I received a letter recently from a Government Department, advising me of the steps to take to re-assign some information from my previous address to my new one.

Good gracious – it looks like Obfuscation is catching! Politicians and Bureaucrats are the masters, and the husband also claims that manufacturers of self-assembled furniture from foreign climes are also up there with them.

Good old obfuscation – the art of saying everything when actually saying nothing! Or, as the Urban Dictionary puts it:

To totally obscure with non-germane information in a verbose manner, with the intent to provide a non-answer, and provide total befuddlement.

My letter was a perfect example of obfuscation at work – a relatively simple task turned into a monumental exercise in interpretation.

First I sat down and quickly read through it, I was positive and alert and had my coffee; therefore I assumed that I would understand the procedure and the problem would soon be fixed. Then I re-read the letter – twice. Then I called for back-up.

Finally – after about an hour I thought I understood what it was I had to do, and what information and documentation I was required to supply.

As an aside – have you ever tried to find obscure pieces of information, like proof of registration completed ten years ago, just three weeks after a removal. I must admit that there are still boxes waiting to be unpacked in the garage.

Anyway – armed with my new understanding I delivered myself and my supporting information to the place I thought I should be at – only to find how wrong I was!

I won’t follow the saga any further, I am sure that each one of you has a tale to tell of departmental obfuscation – and I merely highlight mine to give an example of what I detest in petty Bureaucrats

I have always stated that in my opinion, those who have a responsibility to inform the public of decisions, to give instructions or to give advice, have a ‘duty of care’. It is their duty to ensure that they communicate what they have to say clearly, concisely and without confusion.

But do they? Of course not!

This is not a new problem, Charles Dickens in Little Dorrit wrote about the Victorian version of obfuscation – The Circumlocution Office which is a place of endless confusion. Forms need to be filled in to request permission to fill in more forms. Sounds familiar doesn’t it – but this was in 1856!
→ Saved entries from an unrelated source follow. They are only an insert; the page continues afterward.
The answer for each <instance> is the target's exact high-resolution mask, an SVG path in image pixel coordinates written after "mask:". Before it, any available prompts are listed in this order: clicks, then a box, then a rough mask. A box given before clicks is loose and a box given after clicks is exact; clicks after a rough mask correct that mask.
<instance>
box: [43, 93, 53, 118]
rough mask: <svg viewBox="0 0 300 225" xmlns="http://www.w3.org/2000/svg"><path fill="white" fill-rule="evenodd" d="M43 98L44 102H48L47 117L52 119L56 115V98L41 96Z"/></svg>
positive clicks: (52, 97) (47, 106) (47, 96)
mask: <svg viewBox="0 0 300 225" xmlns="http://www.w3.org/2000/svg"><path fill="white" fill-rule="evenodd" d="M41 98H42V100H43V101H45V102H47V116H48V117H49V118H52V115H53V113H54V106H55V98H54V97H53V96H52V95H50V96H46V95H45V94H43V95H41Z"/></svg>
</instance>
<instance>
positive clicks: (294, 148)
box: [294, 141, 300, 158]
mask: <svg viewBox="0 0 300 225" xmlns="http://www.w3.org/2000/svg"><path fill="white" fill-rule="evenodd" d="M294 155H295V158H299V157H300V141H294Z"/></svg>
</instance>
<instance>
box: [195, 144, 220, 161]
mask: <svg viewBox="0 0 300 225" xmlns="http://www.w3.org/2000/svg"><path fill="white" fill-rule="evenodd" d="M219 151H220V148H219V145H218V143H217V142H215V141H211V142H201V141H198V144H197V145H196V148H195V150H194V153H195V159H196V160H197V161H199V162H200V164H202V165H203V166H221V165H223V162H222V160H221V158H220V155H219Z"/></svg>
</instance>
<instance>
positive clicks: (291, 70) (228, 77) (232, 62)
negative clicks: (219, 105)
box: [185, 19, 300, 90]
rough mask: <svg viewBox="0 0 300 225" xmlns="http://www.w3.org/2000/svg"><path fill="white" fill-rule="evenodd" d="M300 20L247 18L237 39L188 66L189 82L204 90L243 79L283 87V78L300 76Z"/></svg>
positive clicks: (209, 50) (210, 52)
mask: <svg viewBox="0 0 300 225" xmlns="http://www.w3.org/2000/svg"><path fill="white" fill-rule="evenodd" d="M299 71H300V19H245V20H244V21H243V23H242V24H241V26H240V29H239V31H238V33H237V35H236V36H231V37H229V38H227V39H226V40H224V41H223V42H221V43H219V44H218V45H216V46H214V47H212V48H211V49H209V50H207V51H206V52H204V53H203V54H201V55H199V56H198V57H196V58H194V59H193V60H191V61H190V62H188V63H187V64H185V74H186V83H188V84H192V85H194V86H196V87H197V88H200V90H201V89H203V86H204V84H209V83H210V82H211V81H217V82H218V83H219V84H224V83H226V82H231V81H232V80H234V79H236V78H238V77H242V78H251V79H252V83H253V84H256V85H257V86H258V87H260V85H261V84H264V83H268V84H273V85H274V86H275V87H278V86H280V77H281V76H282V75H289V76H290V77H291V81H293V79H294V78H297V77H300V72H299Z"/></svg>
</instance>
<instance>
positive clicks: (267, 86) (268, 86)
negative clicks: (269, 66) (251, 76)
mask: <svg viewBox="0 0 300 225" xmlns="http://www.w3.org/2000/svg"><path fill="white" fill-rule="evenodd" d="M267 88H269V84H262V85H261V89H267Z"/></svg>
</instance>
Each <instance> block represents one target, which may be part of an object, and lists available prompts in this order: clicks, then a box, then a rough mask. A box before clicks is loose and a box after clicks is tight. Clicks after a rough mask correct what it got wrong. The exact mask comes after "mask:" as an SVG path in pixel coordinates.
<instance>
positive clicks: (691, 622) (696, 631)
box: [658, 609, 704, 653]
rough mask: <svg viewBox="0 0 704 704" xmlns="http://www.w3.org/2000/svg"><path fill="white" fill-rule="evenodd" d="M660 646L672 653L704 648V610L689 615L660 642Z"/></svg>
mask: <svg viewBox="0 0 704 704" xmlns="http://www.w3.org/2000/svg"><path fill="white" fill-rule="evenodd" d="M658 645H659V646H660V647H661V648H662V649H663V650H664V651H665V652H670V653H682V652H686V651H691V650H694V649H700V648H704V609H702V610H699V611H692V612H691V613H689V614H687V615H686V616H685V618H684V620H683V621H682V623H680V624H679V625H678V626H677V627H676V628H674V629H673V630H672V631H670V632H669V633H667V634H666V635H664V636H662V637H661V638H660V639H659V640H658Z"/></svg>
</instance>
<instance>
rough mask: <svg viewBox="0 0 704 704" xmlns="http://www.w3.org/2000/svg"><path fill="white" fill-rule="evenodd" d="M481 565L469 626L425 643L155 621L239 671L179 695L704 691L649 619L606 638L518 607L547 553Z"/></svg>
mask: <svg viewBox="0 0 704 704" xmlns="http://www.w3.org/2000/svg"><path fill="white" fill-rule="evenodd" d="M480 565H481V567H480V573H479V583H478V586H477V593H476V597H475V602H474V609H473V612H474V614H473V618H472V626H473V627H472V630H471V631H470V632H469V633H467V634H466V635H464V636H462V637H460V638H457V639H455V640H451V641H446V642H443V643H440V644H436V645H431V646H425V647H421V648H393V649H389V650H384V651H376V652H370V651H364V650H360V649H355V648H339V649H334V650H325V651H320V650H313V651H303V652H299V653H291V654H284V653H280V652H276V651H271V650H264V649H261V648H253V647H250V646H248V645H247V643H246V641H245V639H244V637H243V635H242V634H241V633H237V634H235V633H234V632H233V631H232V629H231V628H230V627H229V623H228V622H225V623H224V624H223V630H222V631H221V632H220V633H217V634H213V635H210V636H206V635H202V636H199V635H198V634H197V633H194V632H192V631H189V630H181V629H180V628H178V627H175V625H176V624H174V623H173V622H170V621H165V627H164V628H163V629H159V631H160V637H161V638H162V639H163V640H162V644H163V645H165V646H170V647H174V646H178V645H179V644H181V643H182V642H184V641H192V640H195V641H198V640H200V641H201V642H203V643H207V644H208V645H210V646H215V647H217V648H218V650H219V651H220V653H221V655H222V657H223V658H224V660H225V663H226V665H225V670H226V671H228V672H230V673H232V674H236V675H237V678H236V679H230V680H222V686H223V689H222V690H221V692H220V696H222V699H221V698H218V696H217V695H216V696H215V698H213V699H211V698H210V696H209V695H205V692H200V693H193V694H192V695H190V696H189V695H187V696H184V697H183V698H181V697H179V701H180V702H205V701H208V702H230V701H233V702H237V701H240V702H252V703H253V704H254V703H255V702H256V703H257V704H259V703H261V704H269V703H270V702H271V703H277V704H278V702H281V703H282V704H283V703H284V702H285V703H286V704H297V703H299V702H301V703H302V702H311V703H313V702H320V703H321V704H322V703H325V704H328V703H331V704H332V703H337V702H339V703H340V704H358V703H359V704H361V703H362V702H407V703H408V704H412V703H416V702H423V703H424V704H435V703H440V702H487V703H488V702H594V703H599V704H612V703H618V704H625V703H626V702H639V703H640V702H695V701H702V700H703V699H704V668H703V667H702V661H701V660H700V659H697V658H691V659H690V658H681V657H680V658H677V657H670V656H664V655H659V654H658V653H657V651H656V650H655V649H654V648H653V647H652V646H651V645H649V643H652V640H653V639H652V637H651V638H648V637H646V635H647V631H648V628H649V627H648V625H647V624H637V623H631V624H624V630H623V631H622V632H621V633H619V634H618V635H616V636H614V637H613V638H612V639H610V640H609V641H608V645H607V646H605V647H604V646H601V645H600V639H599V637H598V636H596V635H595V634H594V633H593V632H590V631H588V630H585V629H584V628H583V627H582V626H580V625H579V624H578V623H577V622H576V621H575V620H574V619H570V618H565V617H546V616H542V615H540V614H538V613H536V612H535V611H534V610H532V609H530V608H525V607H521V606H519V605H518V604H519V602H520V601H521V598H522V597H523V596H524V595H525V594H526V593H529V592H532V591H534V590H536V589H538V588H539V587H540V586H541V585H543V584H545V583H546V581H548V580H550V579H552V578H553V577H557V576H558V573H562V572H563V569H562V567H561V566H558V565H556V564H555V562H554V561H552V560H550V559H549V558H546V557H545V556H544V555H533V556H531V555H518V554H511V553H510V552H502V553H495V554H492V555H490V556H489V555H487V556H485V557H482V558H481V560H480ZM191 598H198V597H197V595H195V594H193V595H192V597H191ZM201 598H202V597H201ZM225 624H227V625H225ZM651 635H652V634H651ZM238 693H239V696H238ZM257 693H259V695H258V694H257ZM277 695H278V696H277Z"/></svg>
I can assure you that things were not much better when I had my very, very short career in the civil service in UK – in 1954 Sir Ernest Gowers produced his book “The Complete Plain Words” in protest against what he called “excessive verbiage” in documents created by British Government Departments. It was still around when I signed up!

And as Australia prides itself in outperforming their ancient rivals the British, even in this they have surpassed and exceeded them.

So I doubt that my little dummy spit will change things. But I have to relieve my frustration with the stupidity of some of these documents one way or another.

So if any of you reading this diatribe, actually have any influence in any government department (although one may ask ‘Does anyone actually have any influence with them?’) – then please remind them of this:

The public depend on you for simple, clear instruction on how to do things. They are not impressed with your department’s knowledge of obscure terminology – and we do not know what the Department knows, and therefore need to have it spelled out to us in easy to understand basic words.

I assure you that if we actually received a letter which was simple, easy to understand with basic instruction that covered the whole procedure; your job would not be in jeopardy! We would love you for it, and fight to keep you gainfully employed for the rest of your life.

I, personally, would man the barricades; placard in hand announcing the rarity of your erudition and demanding security of tenure!

Oh for heaven’s sake obfuscation is contagious!

Rant over – but just to give an excellent example of obfuscation at work I turn to that master of government satire, George Orwell : he wrote:

“Objective consideration of contemporary phenomena compels the conclusion that success or failure in competitive activities exhibits no tendency to be commensurate with innate capacity, but that a considerable element of the unpredictable must be taken into account.”

Now you might be able to work out the meaning – but for a perfectly beautiful translation, turn to the Bible, Ecclesiastes Chapter 9, verse 11 – particularly in the King James’s version.

However, this race is indeed to be won by the swift (Hint) – so I must rapidly deploy to my place of employment or else – in other words I am late for work.